BRANCHE

In Deutschland arbeiten mittlerweile über eine Million Menschen in der Kultur- und Kreativwirtschaft. Sie verteilen sich auf knapp 249.000 Unternehmen, also vor allem Klein- und Kleinstunternehmen, die zusammen aber einen Umsatz von insgesamt 146,3 Milliarden Euro erzielen.
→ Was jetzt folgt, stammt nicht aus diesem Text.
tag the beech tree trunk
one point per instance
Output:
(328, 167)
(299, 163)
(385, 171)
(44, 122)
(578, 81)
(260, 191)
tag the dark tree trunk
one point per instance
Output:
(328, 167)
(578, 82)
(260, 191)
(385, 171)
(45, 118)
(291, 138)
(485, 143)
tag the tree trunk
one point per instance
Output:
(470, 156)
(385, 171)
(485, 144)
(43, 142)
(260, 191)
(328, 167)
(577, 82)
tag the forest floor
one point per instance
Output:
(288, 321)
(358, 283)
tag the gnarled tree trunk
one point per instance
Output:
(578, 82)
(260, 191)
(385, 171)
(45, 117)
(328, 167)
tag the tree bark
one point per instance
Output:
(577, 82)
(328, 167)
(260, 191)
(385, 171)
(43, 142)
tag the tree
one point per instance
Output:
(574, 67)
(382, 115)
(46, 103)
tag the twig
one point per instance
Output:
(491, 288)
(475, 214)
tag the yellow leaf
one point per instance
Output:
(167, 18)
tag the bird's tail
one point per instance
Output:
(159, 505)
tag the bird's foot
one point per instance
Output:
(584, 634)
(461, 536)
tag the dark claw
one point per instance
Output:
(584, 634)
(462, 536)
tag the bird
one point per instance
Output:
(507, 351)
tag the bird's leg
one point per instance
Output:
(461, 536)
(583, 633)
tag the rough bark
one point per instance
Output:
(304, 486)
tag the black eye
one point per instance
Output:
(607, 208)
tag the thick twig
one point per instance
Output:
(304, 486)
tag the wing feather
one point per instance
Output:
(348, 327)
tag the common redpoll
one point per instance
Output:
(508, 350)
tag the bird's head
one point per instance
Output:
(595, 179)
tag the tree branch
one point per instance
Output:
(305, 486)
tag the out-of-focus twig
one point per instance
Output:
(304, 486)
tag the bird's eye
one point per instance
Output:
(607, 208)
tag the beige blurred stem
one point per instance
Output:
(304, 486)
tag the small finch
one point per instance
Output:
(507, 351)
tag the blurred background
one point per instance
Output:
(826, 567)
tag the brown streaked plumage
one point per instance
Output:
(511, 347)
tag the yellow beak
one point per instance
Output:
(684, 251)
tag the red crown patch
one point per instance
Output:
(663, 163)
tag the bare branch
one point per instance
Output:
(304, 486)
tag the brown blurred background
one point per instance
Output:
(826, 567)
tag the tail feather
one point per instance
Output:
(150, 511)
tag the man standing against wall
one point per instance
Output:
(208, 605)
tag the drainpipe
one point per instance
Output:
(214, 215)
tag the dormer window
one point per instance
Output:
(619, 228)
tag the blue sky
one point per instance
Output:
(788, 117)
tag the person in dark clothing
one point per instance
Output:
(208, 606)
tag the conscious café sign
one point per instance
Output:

Mit ihrem Beitrag von 67,5 Milliarden Euro zur Bruttowertschöpfung liegt sie in Deutschland an dritter Stelle im Branchenvergleich. Vor der Chemieindustrie. Vor der Energieversorgung.

Elf Teilmärkte werden der Kultur- und Kreativwirtschaft zugerechnet: Musikwirtschaft, Buchmarkt, Kunstmarkt, Filmwirtschaft, Rundfunkwirtschaft, Darstellende Kunst, Designwirtschaft, Architekturmarkt, Pressemarkt, Werbemarkt sowie Software/Games-Industrie.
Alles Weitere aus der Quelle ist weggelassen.